Mit Pavel Haas begegnen wir nicht nur einem Zeitgenossen Schulhoffs, sondern einem, dem ein noch schlimmeres Schicksal widerfahren ist. Er wurde als Sohn eines jüdischen Schuhmachers in Brno (Brünn) geboren. Seit 1913 hatte er Unterricht in der Musikschule und begann zu komponieren. 1917 wurde er als Soldat in die k.u.k. Armee eingezogen, Er konnte zwar in Brünn bleiben, doch erst 1919 am von Leoš Janáček neu gegründeten Brünner Konservatorium die musikalische Ausbildung fortsetzen. Von 1920 bis 1922 studierte er in Janáčeks Meisterklasse. Er gilt als dessen bedeutendster Schüler. Danach komponierte er, u. a. Bühnenmusiken für das Brünner Theater. Nach Janáčeks Tod wurde er dessen Nachfolger als Vorsitzender des Mährischen Komponistenverbands. Der Einmarsch der deutschen Truppen im März 1939 hatte ein Berufsverbot und das Verbot seiner Musik zur Folge. Am 2. Dezember 1941 wurde er ins KZ Theresienstadt deportiert. Hier komponierte er, angeregt vom Pianisten Gideon Klein, nur noch selten. Von acht Kompositionen blieben nur drei erhalten. Am 16. Oktober 1944 wurde er nach Auschwitz verbracht, wo er, wohl am 18., mit vielen anderen vergast wurde. Seine Musik blieb vergessen und wurde erst gegen Ende des 20. Jahrhunderts wiederentdeckt. In unseren Konzerten wurde das 2. Streichquartett 1997 und das Bläserquintett 1998 aufgeführt.
Das 3. Streichquartett op. 15 (1937/1938) ist sein erstes Werk, das Spuren dieser düsteren Zeit in sich trägt. Haas verwendet im Quartett motivische Figuren, die den St. Wenzels-Choral zitieren.
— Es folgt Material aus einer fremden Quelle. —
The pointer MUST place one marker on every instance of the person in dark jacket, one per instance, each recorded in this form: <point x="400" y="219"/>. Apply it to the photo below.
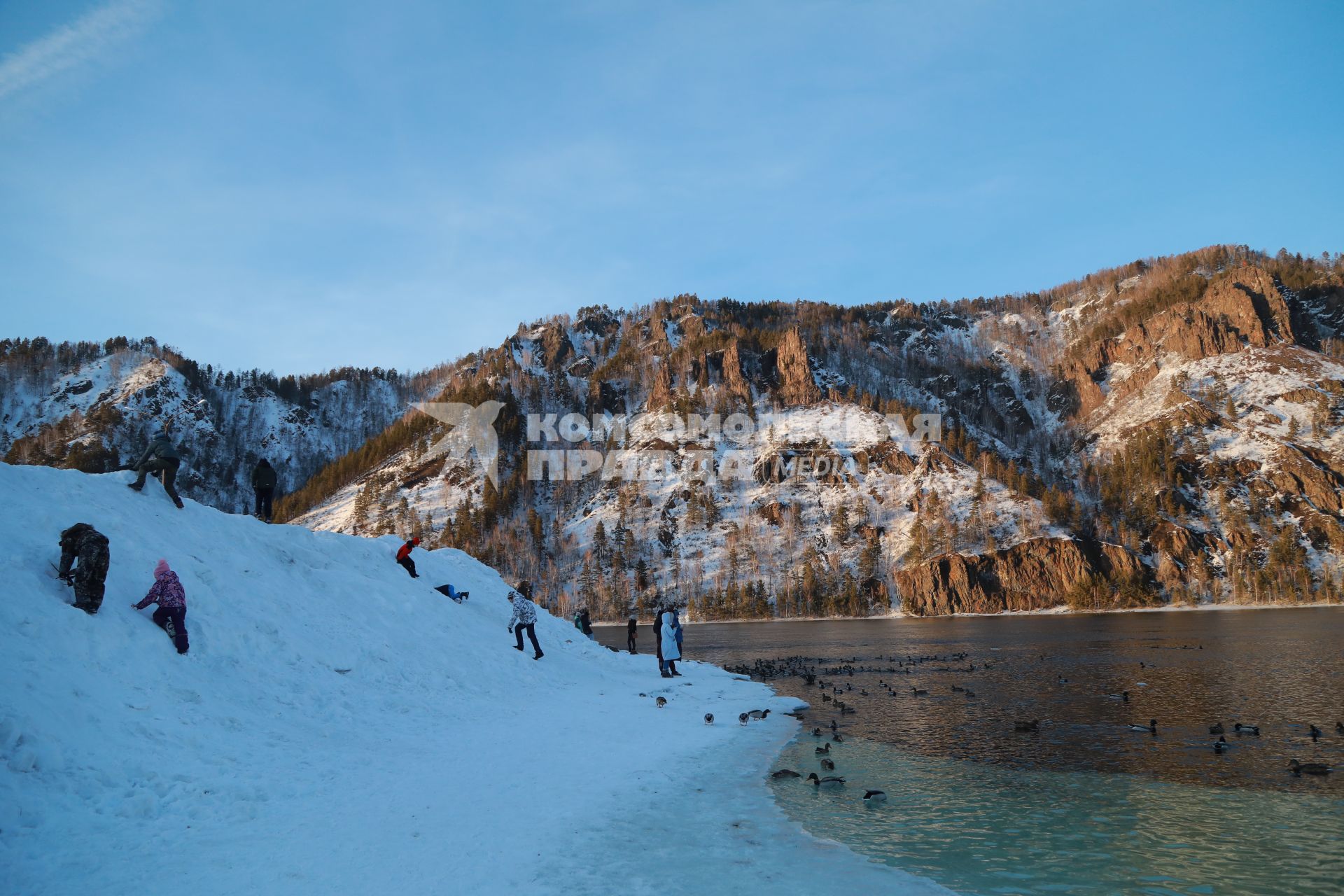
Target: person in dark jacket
<point x="524" y="617"/>
<point x="403" y="556"/>
<point x="171" y="614"/>
<point x="264" y="486"/>
<point x="162" y="457"/>
<point x="89" y="546"/>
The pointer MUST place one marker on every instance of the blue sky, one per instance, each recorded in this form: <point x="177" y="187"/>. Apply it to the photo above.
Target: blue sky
<point x="307" y="184"/>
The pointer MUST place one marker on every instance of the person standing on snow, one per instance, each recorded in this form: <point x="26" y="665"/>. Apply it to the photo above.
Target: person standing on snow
<point x="90" y="547"/>
<point x="524" y="617"/>
<point x="403" y="556"/>
<point x="264" y="486"/>
<point x="162" y="457"/>
<point x="657" y="641"/>
<point x="171" y="614"/>
<point x="671" y="650"/>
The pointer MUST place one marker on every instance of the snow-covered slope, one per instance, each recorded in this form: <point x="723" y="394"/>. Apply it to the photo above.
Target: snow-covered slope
<point x="93" y="412"/>
<point x="339" y="727"/>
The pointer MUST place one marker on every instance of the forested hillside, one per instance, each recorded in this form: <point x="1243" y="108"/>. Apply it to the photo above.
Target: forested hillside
<point x="1164" y="430"/>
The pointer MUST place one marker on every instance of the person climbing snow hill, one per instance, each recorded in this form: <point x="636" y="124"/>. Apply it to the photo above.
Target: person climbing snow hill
<point x="171" y="614"/>
<point x="89" y="546"/>
<point x="671" y="650"/>
<point x="162" y="457"/>
<point x="264" y="488"/>
<point x="524" y="617"/>
<point x="403" y="556"/>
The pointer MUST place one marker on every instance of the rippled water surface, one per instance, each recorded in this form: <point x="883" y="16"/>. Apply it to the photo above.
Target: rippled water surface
<point x="1082" y="805"/>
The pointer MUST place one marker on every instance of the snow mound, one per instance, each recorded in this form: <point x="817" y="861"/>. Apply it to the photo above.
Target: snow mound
<point x="340" y="727"/>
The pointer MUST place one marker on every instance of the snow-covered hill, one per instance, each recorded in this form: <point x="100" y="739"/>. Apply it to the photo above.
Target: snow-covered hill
<point x="339" y="727"/>
<point x="90" y="407"/>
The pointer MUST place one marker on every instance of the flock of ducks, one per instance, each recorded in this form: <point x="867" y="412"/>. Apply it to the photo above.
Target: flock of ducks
<point x="827" y="679"/>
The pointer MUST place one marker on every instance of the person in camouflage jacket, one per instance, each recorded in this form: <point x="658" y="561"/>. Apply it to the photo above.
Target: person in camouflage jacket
<point x="89" y="546"/>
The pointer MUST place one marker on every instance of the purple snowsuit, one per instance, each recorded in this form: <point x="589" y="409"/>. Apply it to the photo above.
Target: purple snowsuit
<point x="171" y="614"/>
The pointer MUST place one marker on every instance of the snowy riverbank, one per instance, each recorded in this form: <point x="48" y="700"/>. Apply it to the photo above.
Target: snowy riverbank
<point x="340" y="727"/>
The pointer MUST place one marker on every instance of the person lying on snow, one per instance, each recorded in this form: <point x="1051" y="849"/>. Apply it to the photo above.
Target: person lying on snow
<point x="403" y="556"/>
<point x="89" y="546"/>
<point x="447" y="590"/>
<point x="171" y="614"/>
<point x="524" y="617"/>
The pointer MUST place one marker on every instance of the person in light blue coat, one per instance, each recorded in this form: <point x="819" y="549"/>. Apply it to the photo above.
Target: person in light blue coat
<point x="671" y="641"/>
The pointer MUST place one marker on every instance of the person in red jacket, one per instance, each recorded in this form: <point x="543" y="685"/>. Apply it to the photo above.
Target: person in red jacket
<point x="403" y="556"/>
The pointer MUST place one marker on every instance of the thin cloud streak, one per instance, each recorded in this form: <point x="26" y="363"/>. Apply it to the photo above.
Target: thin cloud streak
<point x="74" y="45"/>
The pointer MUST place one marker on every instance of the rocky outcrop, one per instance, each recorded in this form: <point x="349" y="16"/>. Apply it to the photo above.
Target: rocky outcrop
<point x="1240" y="309"/>
<point x="734" y="382"/>
<point x="662" y="393"/>
<point x="1032" y="575"/>
<point x="793" y="371"/>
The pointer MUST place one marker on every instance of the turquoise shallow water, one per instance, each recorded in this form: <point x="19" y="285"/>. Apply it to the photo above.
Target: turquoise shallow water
<point x="995" y="830"/>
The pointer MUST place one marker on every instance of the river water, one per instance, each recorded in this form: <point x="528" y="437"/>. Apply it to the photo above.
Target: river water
<point x="1084" y="804"/>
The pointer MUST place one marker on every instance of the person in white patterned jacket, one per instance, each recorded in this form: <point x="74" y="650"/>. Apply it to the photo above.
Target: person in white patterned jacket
<point x="524" y="615"/>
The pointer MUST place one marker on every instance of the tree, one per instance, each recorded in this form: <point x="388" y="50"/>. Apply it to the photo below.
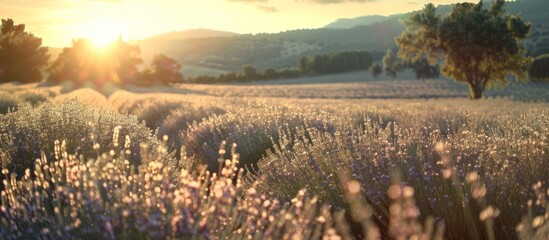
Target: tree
<point x="390" y="64"/>
<point x="423" y="70"/>
<point x="163" y="70"/>
<point x="84" y="63"/>
<point x="479" y="46"/>
<point x="376" y="70"/>
<point x="539" y="69"/>
<point x="22" y="57"/>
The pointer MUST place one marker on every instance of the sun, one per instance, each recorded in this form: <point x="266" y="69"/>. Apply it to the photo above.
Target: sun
<point x="102" y="32"/>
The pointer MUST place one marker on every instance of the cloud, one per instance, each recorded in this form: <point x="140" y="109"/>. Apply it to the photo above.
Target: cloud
<point x="267" y="8"/>
<point x="259" y="4"/>
<point x="339" y="1"/>
<point x="105" y="1"/>
<point x="248" y="1"/>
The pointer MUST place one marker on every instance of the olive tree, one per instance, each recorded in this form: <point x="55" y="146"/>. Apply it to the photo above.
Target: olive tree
<point x="477" y="45"/>
<point x="22" y="57"/>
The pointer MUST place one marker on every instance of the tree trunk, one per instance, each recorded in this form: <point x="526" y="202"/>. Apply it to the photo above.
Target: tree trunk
<point x="475" y="91"/>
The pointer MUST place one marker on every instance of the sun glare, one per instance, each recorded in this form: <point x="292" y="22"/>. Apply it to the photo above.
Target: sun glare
<point x="102" y="32"/>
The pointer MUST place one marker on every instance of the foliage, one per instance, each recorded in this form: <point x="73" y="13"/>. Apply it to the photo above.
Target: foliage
<point x="253" y="132"/>
<point x="423" y="70"/>
<point x="376" y="70"/>
<point x="85" y="64"/>
<point x="539" y="69"/>
<point x="433" y="163"/>
<point x="461" y="164"/>
<point x="12" y="101"/>
<point x="391" y="64"/>
<point x="82" y="130"/>
<point x="163" y="70"/>
<point x="22" y="58"/>
<point x="479" y="46"/>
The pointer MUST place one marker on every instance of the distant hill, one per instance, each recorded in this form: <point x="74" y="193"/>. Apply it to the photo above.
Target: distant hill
<point x="215" y="51"/>
<point x="353" y="22"/>
<point x="193" y="33"/>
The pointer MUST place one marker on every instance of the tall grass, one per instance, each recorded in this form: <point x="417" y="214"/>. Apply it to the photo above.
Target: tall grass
<point x="83" y="130"/>
<point x="321" y="169"/>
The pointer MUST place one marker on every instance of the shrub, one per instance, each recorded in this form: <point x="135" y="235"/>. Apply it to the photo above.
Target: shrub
<point x="539" y="69"/>
<point x="81" y="129"/>
<point x="8" y="103"/>
<point x="254" y="130"/>
<point x="105" y="199"/>
<point x="435" y="166"/>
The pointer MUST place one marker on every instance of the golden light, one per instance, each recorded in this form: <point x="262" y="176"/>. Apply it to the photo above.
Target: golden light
<point x="101" y="32"/>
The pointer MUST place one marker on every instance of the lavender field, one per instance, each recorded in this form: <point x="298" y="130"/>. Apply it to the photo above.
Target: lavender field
<point x="184" y="163"/>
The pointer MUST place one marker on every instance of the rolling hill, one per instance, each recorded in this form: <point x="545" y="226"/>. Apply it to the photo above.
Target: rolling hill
<point x="225" y="51"/>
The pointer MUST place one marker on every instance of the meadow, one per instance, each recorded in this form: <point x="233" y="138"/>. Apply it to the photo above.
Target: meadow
<point x="389" y="159"/>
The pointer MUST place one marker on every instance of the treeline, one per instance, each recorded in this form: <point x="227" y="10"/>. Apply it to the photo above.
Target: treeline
<point x="319" y="64"/>
<point x="249" y="73"/>
<point x="23" y="59"/>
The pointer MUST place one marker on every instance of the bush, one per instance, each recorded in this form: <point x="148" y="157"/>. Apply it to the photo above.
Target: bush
<point x="539" y="69"/>
<point x="80" y="129"/>
<point x="435" y="166"/>
<point x="254" y="132"/>
<point x="8" y="103"/>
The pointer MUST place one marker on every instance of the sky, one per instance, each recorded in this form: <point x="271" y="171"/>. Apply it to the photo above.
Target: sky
<point x="57" y="22"/>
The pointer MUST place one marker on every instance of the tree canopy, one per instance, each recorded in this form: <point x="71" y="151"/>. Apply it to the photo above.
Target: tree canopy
<point x="85" y="63"/>
<point x="477" y="45"/>
<point x="22" y="56"/>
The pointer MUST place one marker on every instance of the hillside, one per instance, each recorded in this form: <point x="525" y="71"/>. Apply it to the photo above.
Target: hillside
<point x="192" y="33"/>
<point x="353" y="22"/>
<point x="216" y="50"/>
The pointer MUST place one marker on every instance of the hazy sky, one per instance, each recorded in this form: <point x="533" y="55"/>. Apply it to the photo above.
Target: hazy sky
<point x="57" y="22"/>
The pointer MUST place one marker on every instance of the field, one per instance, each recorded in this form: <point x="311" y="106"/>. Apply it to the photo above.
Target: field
<point x="308" y="158"/>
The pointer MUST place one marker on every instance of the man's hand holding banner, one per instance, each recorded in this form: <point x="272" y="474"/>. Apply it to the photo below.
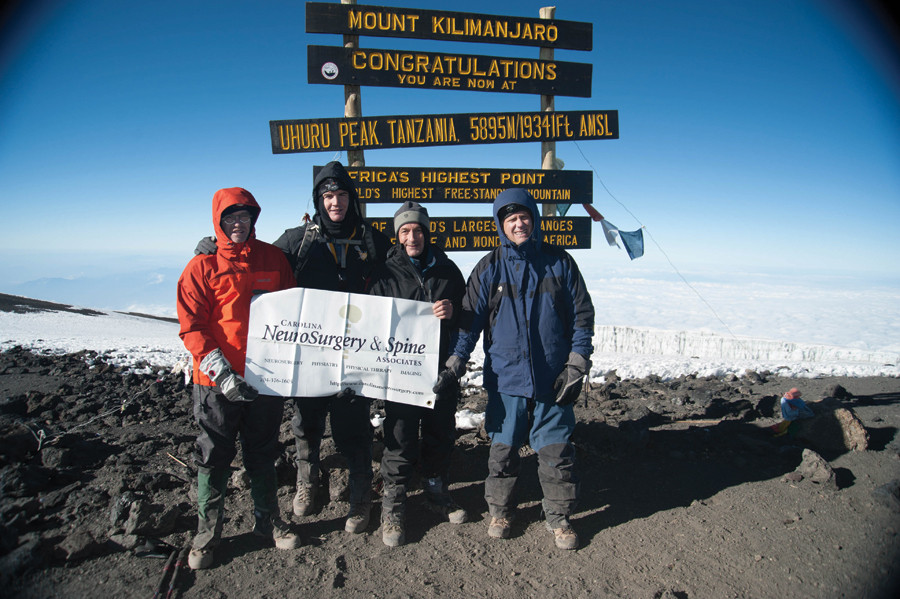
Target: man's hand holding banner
<point x="313" y="343"/>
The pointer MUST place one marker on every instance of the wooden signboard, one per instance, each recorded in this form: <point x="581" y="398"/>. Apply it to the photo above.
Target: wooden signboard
<point x="393" y="185"/>
<point x="436" y="70"/>
<point x="476" y="233"/>
<point x="404" y="131"/>
<point x="382" y="21"/>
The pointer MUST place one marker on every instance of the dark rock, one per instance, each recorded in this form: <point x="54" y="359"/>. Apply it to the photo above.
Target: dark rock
<point x="80" y="545"/>
<point x="816" y="469"/>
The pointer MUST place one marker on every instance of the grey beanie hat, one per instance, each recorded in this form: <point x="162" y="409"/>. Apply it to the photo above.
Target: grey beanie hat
<point x="411" y="212"/>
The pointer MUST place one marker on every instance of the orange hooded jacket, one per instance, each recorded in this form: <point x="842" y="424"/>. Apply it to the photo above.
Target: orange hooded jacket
<point x="214" y="290"/>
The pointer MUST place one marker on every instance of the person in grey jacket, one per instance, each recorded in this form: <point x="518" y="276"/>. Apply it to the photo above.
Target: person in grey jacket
<point x="417" y="270"/>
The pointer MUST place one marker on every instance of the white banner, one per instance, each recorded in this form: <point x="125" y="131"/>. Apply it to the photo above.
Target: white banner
<point x="313" y="343"/>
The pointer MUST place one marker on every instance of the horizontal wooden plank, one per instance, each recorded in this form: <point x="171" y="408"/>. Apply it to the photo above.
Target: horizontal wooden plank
<point x="437" y="70"/>
<point x="479" y="233"/>
<point x="384" y="21"/>
<point x="390" y="185"/>
<point x="403" y="131"/>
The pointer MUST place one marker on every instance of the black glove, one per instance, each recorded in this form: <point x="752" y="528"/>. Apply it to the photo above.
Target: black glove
<point x="449" y="376"/>
<point x="207" y="245"/>
<point x="569" y="382"/>
<point x="217" y="368"/>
Die Verwendung des patriotischen Chorals in Verbindung mit jüdischen Elementen wie melodischen Wendungen, die Haas von hebräischen Gesängen ableitete, spiegelt den eigenen Standort des Komponisten wider. Ganz besonders das Finale mit seiner Doppelfuge ist eine grossartige kompositorische Leistung.
Felix Mendelssohn Bartholdys Opus 44 umfasst drei Streichquartette, die 1837/38 wohl in der Reihenfolge 2, 3 und 1 entstanden sind – zehn Jahre nach den beiden ersten gültigen Quartetten op. 13 und 12. Op. 44/1 hat er im April 1838 in Leipzig begonnen und am 24. Juli in Berlin beendet. Vor der Drucklegung hat er alle drei nochmals überarbeitet; erschienen sind sie 1839 mit einer Widmung an den schwedischen Kronprinzen. Wie oft bildet das letzte Werk eines Zyklus die Synthese der vorangehenden Stücke und ist ausgeglichener, konziser in Form und Ausdruck. Dies gilt auch hier. Das D-dur Quartett wird als das eleganteste, brillanteste und virtuoseste, aber auch als das ausgeglichen regelmässigste beurteilt. Am 16. Februar 1839 wurde es in Leipzig von Mitgliedern des Gewandhausorchesters uraufgeführt; Primgeiger war der Konzertmeister Ferdinand David, ein Freund Mendelssohns.
Gleich am Beginn des Kopfsatzes, der Mendelssohn «über die Massen» gefiel, tritt der Charakter im schwungvollen Einsatz der 1. Violine mit dem ersten Thema hervor. Auch später führt die Primgeige häufig, so dass man das Quartett auch ein verkapptes Violinkonzert genannt hat. Das Menuett mit einem pastoralen Thema wirkt altertümlich; der Komponist hat von «Rococogeschmack» gesprochen. Im Trio brilliert wieder die 1. Violine. Das elegische Andante erinnert an ein Lied ohne Worte; hier kommt die zweite Geige stärker zum Zug. Das Finale kehrt durch seinen Impetus und seine Spielfreude das virtuos Brillante noch stärker hervor als der Kopfsatz.